The report looked at trends in survival of kidney cancer in England from 1990-2010 and found that people diagnosed with the main type of kidney cancer, Renal Cell Carcinoma, have seen an overall improvement in survival. However, for around 10 per cent of patients diagnosed with rarer types of kidney cancer such as Transitional Cell Carcinoma (TCC), there has been no significant change.

This report's authors say this could be because TCC is less likely to be detected early via medical imaging, but also because of less advances in developing successful treatments.

Professor Kevin Fenton, Director of Health and Wellbeing at Public Health England, said: “It’s extremely promising to see these improvements in survival, but we want to do better. Our Be Clear on Cancer campaign focussed on kidney and bladder cancer, launched nationally last year to raise awareness of the symptoms, which is crucial to early detection, treatment and will impact on survival.

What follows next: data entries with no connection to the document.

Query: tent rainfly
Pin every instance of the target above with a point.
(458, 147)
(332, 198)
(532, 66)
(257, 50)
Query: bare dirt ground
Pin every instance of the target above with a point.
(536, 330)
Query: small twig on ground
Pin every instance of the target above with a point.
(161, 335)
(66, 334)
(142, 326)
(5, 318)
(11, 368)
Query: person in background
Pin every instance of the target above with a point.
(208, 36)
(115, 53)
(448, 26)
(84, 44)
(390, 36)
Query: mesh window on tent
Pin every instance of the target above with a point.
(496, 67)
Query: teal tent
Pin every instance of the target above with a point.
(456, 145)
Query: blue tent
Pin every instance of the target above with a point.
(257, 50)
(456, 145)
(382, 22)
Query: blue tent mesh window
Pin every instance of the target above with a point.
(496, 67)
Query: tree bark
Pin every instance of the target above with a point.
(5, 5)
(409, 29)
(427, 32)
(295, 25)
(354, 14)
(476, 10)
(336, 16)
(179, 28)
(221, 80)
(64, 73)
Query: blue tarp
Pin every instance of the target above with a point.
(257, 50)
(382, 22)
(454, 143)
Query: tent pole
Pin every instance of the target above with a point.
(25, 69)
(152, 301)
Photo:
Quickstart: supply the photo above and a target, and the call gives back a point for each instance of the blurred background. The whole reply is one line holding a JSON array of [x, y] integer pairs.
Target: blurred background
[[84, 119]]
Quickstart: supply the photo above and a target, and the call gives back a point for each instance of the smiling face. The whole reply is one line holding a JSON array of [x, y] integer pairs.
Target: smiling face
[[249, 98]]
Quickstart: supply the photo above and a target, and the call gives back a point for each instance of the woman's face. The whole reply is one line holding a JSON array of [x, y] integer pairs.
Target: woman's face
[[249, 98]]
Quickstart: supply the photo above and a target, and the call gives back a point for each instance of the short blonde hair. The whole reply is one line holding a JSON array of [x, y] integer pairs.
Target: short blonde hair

“Receiving an early diagnosis increases the chance of survival for the 16,600 people who are diagnosed with bladder or kidney cancer every year in England. Our Be Clear on Cancer message is clear – as soon as you spot blood in your pee, visit the GP. It’s probably nothing serious but it could also be a sign of something else that needs treatment, so don’t ignore the symptoms or put off a trip to the doctor.”


* Hounsome L, Iles M, Verne J. Kidney Cancer: Survival Report. Urological Cancers SSCRG. National Cancer Intelligence Network. April 2014.